Les SARM-AC de type CMRSA-7 ont été isolés chez des patients en provenance des RSS 09, 17 et 18, régions dans lesquelles vivent des populations autochtones. Ces souches s’avèrent être plus résistantes aux antibiotiques topiques et ne possèdent majoritairement pas le gène PVL (1/5 est PVL positive).
Cette surveillance démontre qu’on ne peut se fier avec certitude à la sensibilité à la clindamycine comme seul critère de laboratoire pour classifier les SARM. La valeur prédictive positive de la sensibilité à la clindamycine pour classer un SARM-AC est de 87 % dans un contexte d’IPTMC, en comparaison avec les données de surveillance provinciale des bactériémies à Staphylococcus aureus et à SARM (SPIN-SARM) où la valeur prédictive positive du même critère est de 72 % dans un contexte de bactériémie. À l’inverse, si la résistance à la clindamycine est utilisée comme critère de classification des SARM-AH, la VPP en faveur d’un SARM-AH sera de 97 % pour les bactériémies contre 66 % pour les IPTMC. Ces discordances de VPP sont expliquées par les populations visées et le type d’infections dans ces deux types de surveillances qui sont très différentes.
Cependant, la valeur prédictive de la CMI à la lévofloxacine pour prédire un SARM-AC ou un SARM-AH est similaire entre les programmes de surveillance SPIN-SARM et SARM-IPTMC. En utilisant le critère de CMI à la lévofloxacine ≥ 16 mg/L pour prédire un profil hospitalier, les VPP déduites de SPIN-SARM et SARM-IPTMC sont respectivement de 98 et 100 %. Le critère de CMI à la lévofloxacine ≤ 8 mg/L livre quant à lui des VPP respectives de 87 et 89 % pour prédire un profil communautaire. Ce critère étant constant, il nous apparait approprié d’inclure la CMI à la lévofloxacine, au même titre que la sensibilité à la clindamycine, dans un algorithme décisionnel de classification des SARM dans un contexte de prévention et contrôle des infections.
Nous proposons donc un algorithme décisionnel pour classifier les SARM communautaires et hospitaliers, en complément à l’épidémiologie du patient.
- La majorité des SARM-AC sont sensibles à la clindamycine, mais une proportion de SARM-AH l’est aussi.

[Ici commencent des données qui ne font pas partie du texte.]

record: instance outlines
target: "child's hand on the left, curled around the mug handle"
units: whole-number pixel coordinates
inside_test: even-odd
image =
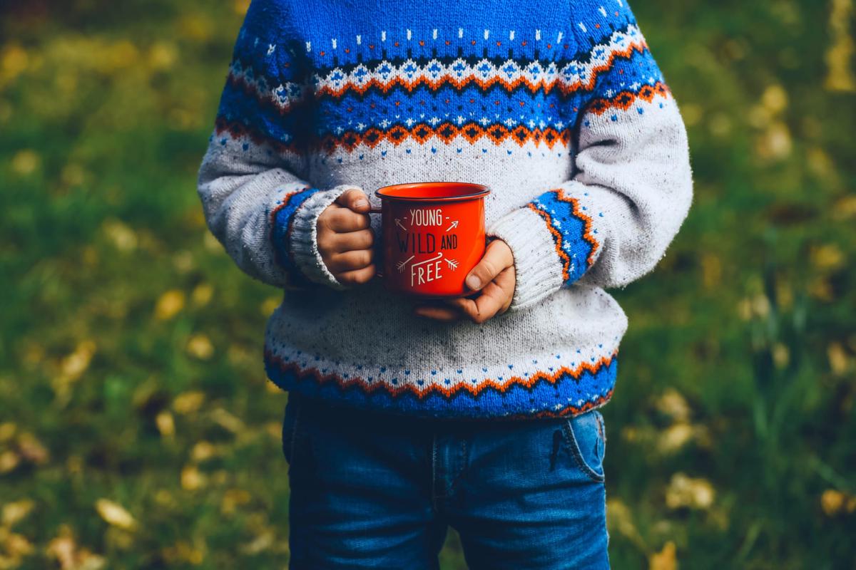
[[[344,192],[318,216],[318,252],[342,284],[359,285],[374,277],[369,208],[366,193],[354,189]]]

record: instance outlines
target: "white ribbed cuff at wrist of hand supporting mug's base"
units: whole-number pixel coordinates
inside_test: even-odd
[[[528,208],[516,209],[487,228],[487,235],[502,239],[514,254],[517,280],[509,311],[538,303],[562,287],[562,261],[541,217]]]

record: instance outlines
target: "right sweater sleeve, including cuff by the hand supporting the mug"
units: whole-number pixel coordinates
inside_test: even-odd
[[[586,32],[614,32],[560,72],[562,90],[576,95],[567,104],[579,105],[572,177],[488,227],[514,253],[509,310],[650,272],[693,198],[686,128],[627,0],[614,14],[584,4],[585,21],[573,22],[580,45],[595,44]]]

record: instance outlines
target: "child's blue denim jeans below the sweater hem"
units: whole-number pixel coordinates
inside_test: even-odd
[[[453,526],[473,570],[609,568],[603,416],[448,420],[289,392],[291,570],[438,568]]]

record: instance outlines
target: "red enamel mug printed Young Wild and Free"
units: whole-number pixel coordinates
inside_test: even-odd
[[[377,189],[383,285],[416,297],[461,297],[484,256],[484,197],[467,182],[414,182]]]

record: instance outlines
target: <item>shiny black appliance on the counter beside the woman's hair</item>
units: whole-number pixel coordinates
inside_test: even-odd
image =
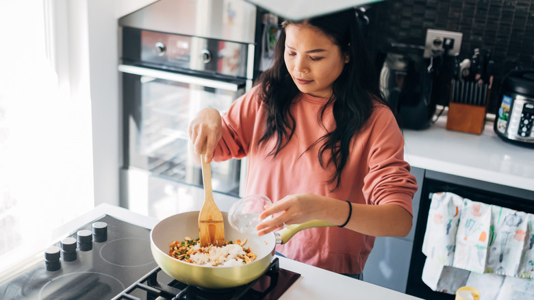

En effectuant une CMI à la lévofloxacine, devant une valeur de CMI ≤ 8 mg/L, la souche peut être classifiée en SARM-AC et devant une valeur de CMI ≥ 16 mg/L, la souche peut être classifiée en SARM-AH si le contexte épidémiologique et clinique est en faveur de cette classification.
- La majorité des SARM-AH sont résistants à la clindamycine, mais une proportion non négligeable de SARM-AC l’est aussi. En effectuant une CMI à la lévofloxacine, devant une valeur de CMI ≤ 8 mg/L, la souche peut être classifiée avec confiance en SARM-AC et devant une CMI ≥ 16 mg/L, en SARM-AH. Les résultats obtenus dans l’étude actuelle démontrent une discrimination parfaite des SARM-AC et des SARM-AH avec ces critères (annexe 3).
- Devant une discordance clinique/épidémiologique et de laboratoire, dans un contexte de cohortage de patients ou toute autre raison pour laquelle une classification des SARM est jugée nécessaire, des tests supplémentaires moléculaires peuvent être effectués pour confirmer le type épidémique.
En conclusion, ce projet a permis d’objectiver que 10 % des Staphylococcus aureus isolés d’IPTMC sont des SARM. Lorsqu’une antibiothérapie est jugée nécessaire, le TMP-SMX et la doxycycline sont des antibiotiques qui possèdent une excellente activité pour la couverture des SARM acquis en communauté. En ce qui a trait à la classification des souches de SARM au laboratoire, basé sur ces résultats, nous proposons d’utiliser la sensibilité à la clindamycine et les valeurs de CMI à la lévofloxacine pour mieux discriminer entre un SARM-AC et un SARM-AH. S’il y a discordance entre les critères de laboratoire et les critères épidémiologiques ou cliniques, la souche peut être expédiée au LSPQ pour caractérisation moléculaire.